Tu estás num sítio e acontecem coisas nesse sítio que obedecem à lógica do senso comum que aprendeste com a vida. Os teus pais ensinaram-te a respeitar os outros para seres respeitado e isso devia ajudar-te a respeitares-te, também, a ti próprio. Onde começa e acaba esse respeito? Tu estás num sítio e fazes coisas diferentes todos os dias que servem para uma máquina funcionar e dessa máquina sai pão. Para ti e para os outros. Consoante o teu trabalho na máquina, recebes mais ou menos pães. E assim os outros contigo. Tu estás num sítio e acreditas que estás a fazer a coisa certa e que se não o fizeres alguém te avisa para poderes corrigir. Os dias passam. Tu aperfeiçoas-te. Respeitas-te e, por isso, és respeitado. Um dia chega um homem com outra vida e outras verdades e outras lógicas. Para fazer pão já não te pedem o mesmo. Agora é preciso pessoas para contar grãos de farinha. Quem mais grãos de farinha contar, mais pães recebe. Só que as pessoas, com o tempo, já não sabem a que sabe o pão, já perderam a receita. Fazem outra coisa que tem o mesmo nome do pão e que, por isso, passa a ser o pão. Mas ninguém se lembra como chegou ali. E tu, que nunca esqueceste a receita, tu que sabes que o homem está mais nú que o rei e que o pão sabe a pão e que o mar vai e volta em cada onda e que os homens são todos iguais no leito de morte, tu, sozinho, gritas.  Gritas um dia atrás do outro, voz rouca paredes fora, janelas fora, rua fora, casa adentro, gritas. Acordas o ser que a teu lado dorme por ter já desistido de procurar o teu silêncio dentro dos gritos. Acordas dores no teu corpo. Acordas pesadelos antigos que se formam uns atrás dos outros nas insónias longas da noite e depois saem pela cabeça, largando mãos cheias do teu cabelo no ralo da banheira. Acordas rios e lagos de lágrimas e convulsões e o teu corpo estremece e sacode-se e cai e levanta-se e cai.
Mas o homem diz que tu já não serves para trabalhar na máquina porque não sabes contar.

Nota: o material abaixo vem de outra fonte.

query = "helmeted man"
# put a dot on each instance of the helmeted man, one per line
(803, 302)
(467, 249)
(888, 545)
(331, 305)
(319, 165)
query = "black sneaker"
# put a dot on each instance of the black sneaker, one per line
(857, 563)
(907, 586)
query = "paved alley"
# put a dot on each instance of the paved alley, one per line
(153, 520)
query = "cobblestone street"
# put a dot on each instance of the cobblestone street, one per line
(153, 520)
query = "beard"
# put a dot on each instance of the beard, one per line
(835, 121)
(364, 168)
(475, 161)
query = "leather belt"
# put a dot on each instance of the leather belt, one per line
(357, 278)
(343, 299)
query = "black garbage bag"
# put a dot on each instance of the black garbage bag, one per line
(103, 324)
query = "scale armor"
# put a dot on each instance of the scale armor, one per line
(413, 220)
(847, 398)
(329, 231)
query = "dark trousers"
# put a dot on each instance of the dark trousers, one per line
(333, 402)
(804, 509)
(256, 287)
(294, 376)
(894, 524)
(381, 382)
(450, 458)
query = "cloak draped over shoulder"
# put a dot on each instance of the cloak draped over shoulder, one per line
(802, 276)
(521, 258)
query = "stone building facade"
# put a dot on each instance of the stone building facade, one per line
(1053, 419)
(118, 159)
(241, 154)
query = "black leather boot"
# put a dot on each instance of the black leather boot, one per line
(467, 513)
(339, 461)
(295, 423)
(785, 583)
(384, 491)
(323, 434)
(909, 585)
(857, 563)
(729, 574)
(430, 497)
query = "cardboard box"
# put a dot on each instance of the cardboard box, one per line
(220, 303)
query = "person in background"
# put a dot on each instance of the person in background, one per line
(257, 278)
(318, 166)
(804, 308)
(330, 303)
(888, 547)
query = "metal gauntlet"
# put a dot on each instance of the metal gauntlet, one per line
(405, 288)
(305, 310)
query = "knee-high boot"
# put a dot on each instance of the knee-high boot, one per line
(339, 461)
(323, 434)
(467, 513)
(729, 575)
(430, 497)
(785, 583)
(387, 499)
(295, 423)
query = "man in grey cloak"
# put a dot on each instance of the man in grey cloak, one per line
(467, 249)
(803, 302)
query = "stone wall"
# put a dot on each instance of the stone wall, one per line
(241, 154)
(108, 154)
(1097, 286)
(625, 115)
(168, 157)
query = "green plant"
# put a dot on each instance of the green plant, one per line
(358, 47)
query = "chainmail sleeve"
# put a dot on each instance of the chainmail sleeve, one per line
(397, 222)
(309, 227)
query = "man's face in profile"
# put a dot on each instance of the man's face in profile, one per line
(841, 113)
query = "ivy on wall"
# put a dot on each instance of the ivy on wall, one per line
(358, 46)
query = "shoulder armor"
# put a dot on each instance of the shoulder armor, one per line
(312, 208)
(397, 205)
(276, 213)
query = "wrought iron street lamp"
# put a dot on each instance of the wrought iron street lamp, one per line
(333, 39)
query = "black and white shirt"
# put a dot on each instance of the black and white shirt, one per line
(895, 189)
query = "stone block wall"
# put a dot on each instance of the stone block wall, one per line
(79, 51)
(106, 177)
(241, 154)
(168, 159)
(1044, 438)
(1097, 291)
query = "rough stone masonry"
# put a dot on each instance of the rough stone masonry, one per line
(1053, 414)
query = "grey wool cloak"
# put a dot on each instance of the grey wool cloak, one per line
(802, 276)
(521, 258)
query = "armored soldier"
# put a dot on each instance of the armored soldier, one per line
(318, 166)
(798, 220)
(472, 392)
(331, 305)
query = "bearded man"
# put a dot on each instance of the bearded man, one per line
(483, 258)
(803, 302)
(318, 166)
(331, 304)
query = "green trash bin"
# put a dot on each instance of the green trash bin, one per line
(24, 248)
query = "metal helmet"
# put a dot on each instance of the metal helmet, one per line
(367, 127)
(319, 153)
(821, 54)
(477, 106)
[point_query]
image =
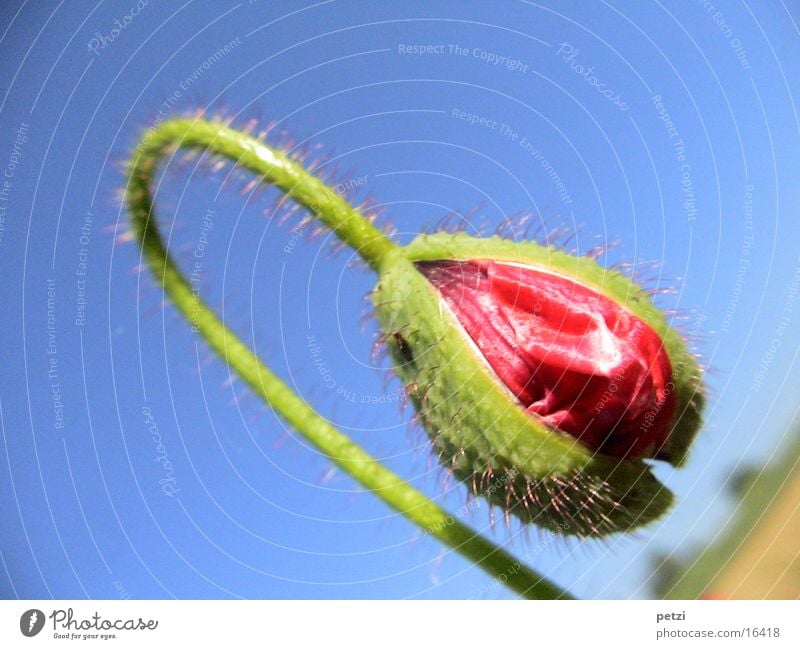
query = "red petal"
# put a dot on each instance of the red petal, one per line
(574, 358)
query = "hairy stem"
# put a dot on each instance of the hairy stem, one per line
(351, 226)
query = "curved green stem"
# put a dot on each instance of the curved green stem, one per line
(351, 226)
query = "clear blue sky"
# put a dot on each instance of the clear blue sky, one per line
(668, 129)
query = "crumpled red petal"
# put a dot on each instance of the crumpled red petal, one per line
(573, 357)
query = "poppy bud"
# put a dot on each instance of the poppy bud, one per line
(543, 379)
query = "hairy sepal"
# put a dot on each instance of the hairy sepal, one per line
(480, 432)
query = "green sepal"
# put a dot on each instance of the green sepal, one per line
(481, 433)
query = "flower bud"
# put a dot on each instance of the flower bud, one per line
(543, 379)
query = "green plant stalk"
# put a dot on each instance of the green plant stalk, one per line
(276, 168)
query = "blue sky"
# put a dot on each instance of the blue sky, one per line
(131, 465)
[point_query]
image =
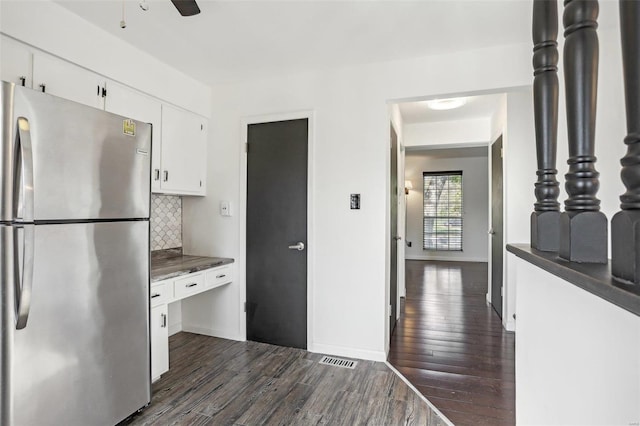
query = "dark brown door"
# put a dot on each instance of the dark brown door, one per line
(277, 233)
(496, 226)
(393, 290)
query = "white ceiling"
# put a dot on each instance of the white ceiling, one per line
(484, 106)
(238, 39)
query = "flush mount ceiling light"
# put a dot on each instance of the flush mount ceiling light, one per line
(444, 104)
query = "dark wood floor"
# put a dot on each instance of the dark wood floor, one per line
(222, 382)
(451, 345)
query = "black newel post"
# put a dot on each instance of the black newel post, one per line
(545, 220)
(583, 227)
(625, 232)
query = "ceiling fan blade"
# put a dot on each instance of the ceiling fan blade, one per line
(186, 7)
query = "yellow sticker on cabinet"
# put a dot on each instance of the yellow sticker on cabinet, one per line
(129, 127)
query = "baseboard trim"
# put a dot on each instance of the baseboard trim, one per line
(223, 334)
(347, 352)
(447, 259)
(424, 398)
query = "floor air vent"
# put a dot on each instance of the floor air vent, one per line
(338, 362)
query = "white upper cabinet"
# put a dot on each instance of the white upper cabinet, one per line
(183, 157)
(16, 62)
(69, 81)
(130, 103)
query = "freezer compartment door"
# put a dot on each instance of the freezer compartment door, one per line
(83, 357)
(84, 163)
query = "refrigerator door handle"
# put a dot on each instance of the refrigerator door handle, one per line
(23, 272)
(24, 182)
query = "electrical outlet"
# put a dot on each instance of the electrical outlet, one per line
(225, 208)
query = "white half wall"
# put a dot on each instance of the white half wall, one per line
(475, 192)
(577, 356)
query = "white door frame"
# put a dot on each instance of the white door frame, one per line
(310, 243)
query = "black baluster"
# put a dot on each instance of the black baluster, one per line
(583, 227)
(625, 232)
(545, 220)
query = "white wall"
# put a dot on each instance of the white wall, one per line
(349, 287)
(519, 175)
(398, 125)
(454, 133)
(51, 28)
(577, 356)
(475, 192)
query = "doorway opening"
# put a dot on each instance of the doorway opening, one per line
(449, 341)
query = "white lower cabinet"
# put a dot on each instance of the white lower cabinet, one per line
(159, 341)
(164, 292)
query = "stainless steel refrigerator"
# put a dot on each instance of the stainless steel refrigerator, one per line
(74, 262)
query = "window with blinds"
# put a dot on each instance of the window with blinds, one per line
(442, 219)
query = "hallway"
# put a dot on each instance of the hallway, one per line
(451, 345)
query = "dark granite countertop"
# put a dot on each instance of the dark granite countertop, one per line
(172, 263)
(594, 278)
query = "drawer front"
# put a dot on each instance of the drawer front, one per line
(219, 276)
(160, 293)
(191, 284)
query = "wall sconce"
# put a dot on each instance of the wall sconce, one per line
(407, 186)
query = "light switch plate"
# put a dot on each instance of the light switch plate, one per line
(225, 208)
(354, 201)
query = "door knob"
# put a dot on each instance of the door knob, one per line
(299, 246)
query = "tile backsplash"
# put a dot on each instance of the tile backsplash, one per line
(166, 221)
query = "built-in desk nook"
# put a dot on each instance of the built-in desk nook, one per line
(174, 277)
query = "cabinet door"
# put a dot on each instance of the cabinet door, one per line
(159, 341)
(69, 81)
(15, 61)
(132, 104)
(183, 152)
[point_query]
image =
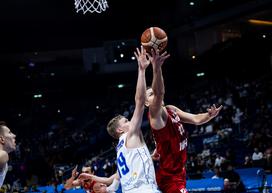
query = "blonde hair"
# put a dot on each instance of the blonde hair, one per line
(113, 125)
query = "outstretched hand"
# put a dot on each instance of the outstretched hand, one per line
(158, 59)
(85, 176)
(142, 57)
(213, 111)
(155, 155)
(75, 172)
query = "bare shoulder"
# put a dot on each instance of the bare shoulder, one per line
(3, 158)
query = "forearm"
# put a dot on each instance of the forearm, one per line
(114, 186)
(141, 87)
(103, 180)
(158, 82)
(69, 183)
(202, 118)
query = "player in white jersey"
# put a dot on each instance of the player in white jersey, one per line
(135, 167)
(7, 145)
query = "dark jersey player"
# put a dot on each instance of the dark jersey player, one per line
(169, 134)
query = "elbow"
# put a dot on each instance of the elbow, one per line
(197, 121)
(160, 92)
(140, 100)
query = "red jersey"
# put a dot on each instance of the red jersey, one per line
(88, 186)
(171, 143)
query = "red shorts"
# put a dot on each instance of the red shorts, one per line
(172, 183)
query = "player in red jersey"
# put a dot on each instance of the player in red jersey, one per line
(169, 134)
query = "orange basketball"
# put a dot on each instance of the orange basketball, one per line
(154, 37)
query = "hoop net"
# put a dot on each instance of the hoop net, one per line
(91, 6)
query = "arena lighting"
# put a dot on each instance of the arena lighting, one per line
(120, 85)
(200, 74)
(37, 96)
(259, 22)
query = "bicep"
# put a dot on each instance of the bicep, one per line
(137, 117)
(184, 116)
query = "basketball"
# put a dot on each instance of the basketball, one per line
(154, 37)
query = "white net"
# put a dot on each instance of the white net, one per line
(91, 6)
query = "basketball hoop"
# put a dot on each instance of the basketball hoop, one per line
(91, 6)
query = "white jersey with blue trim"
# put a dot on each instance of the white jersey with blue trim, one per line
(3, 174)
(136, 168)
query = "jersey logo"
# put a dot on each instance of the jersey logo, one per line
(122, 165)
(120, 144)
(183, 145)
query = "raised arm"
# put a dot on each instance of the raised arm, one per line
(103, 180)
(197, 119)
(157, 83)
(140, 95)
(71, 182)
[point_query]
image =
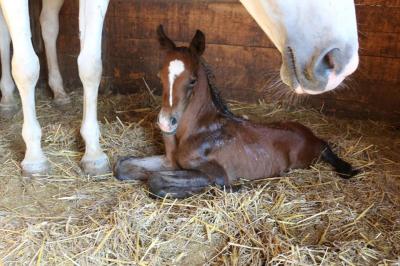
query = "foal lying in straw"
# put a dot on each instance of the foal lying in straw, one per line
(206, 144)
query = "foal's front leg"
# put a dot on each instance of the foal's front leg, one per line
(25, 70)
(186, 182)
(91, 17)
(133, 168)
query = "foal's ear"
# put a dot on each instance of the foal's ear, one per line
(163, 39)
(198, 43)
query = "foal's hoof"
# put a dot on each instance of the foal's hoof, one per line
(30, 169)
(176, 184)
(61, 100)
(125, 169)
(97, 167)
(7, 111)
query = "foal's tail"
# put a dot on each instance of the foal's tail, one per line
(343, 168)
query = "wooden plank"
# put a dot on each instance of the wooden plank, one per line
(381, 44)
(378, 19)
(378, 3)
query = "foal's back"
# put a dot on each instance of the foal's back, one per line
(255, 150)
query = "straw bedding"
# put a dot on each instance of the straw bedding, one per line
(306, 217)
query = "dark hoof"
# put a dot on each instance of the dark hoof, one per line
(177, 184)
(350, 174)
(124, 170)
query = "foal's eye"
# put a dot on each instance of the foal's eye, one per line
(192, 82)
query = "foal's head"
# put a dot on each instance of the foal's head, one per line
(178, 77)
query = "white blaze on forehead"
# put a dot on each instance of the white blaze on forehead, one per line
(175, 68)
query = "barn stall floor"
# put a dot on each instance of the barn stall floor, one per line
(306, 217)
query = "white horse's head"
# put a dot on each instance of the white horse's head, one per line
(317, 39)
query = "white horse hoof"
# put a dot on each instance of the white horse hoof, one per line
(62, 100)
(96, 167)
(30, 169)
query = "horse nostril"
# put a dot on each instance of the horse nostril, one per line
(330, 60)
(173, 121)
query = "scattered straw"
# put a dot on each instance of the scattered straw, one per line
(307, 217)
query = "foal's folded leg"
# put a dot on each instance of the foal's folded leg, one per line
(134, 168)
(178, 184)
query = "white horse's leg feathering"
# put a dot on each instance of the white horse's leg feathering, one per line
(25, 70)
(91, 18)
(50, 26)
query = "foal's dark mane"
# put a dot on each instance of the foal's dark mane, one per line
(216, 98)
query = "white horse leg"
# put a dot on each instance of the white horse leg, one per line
(7, 103)
(50, 26)
(25, 70)
(91, 18)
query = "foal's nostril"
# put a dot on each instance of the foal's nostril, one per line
(173, 121)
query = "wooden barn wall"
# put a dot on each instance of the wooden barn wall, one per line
(242, 56)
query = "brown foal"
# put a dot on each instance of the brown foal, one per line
(206, 144)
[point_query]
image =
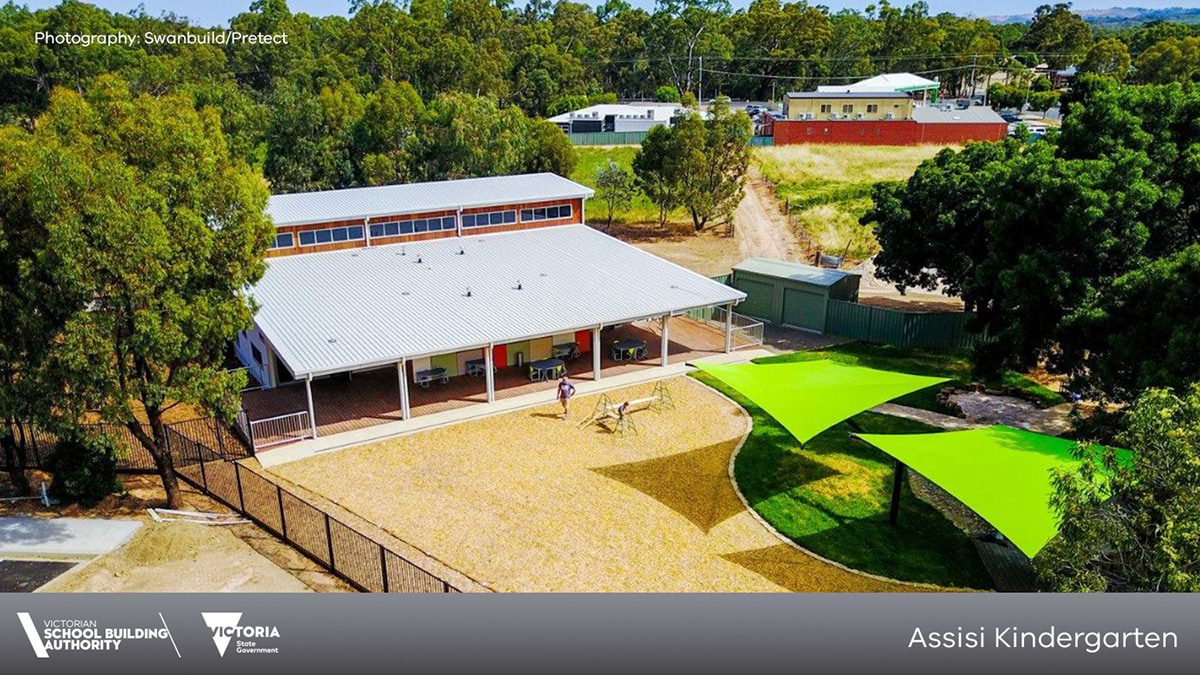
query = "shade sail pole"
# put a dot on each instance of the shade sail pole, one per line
(312, 412)
(666, 340)
(897, 483)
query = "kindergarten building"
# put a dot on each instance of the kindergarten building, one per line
(379, 304)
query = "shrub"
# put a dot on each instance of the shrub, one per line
(84, 467)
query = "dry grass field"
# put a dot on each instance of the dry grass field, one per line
(528, 502)
(829, 186)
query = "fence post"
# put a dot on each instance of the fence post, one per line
(329, 542)
(383, 566)
(199, 454)
(237, 475)
(283, 521)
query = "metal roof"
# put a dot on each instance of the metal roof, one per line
(975, 114)
(660, 112)
(343, 310)
(886, 82)
(845, 94)
(796, 272)
(329, 205)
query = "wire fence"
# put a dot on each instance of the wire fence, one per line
(205, 455)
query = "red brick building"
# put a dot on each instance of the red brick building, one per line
(929, 124)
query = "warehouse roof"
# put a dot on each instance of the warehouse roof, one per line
(345, 310)
(845, 94)
(660, 112)
(796, 272)
(330, 205)
(975, 114)
(886, 82)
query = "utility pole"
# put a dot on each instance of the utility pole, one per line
(975, 59)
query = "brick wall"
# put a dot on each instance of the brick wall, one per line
(576, 217)
(898, 132)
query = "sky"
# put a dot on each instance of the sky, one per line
(219, 12)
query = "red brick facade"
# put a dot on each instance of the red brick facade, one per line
(295, 230)
(885, 132)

E não te adianta dizer nada porque tu falas a língua dos vivos no mundo dos mortos e então só te resta morrer ou fugir. Não queres morrer e não podes fugir porque precisas do pão para não morrer. Mas também não podes ficar porque não sabes fazer o que o homem quer que tu faças. Então caminhas todos os dias em volta da cerca à procura de uma brecha. Todos os dias às voltas, às voltas, às voltas, o chão já gasto debaixo dos teus pés, os sulcos das lágrimas já marcados no teu rosto, o monte dos teus cabelos no chão, o teu corpo a fraquejar, o ódio e a raiva a matarem o teu amor pelo sol, pela vida, por ti. Até quando?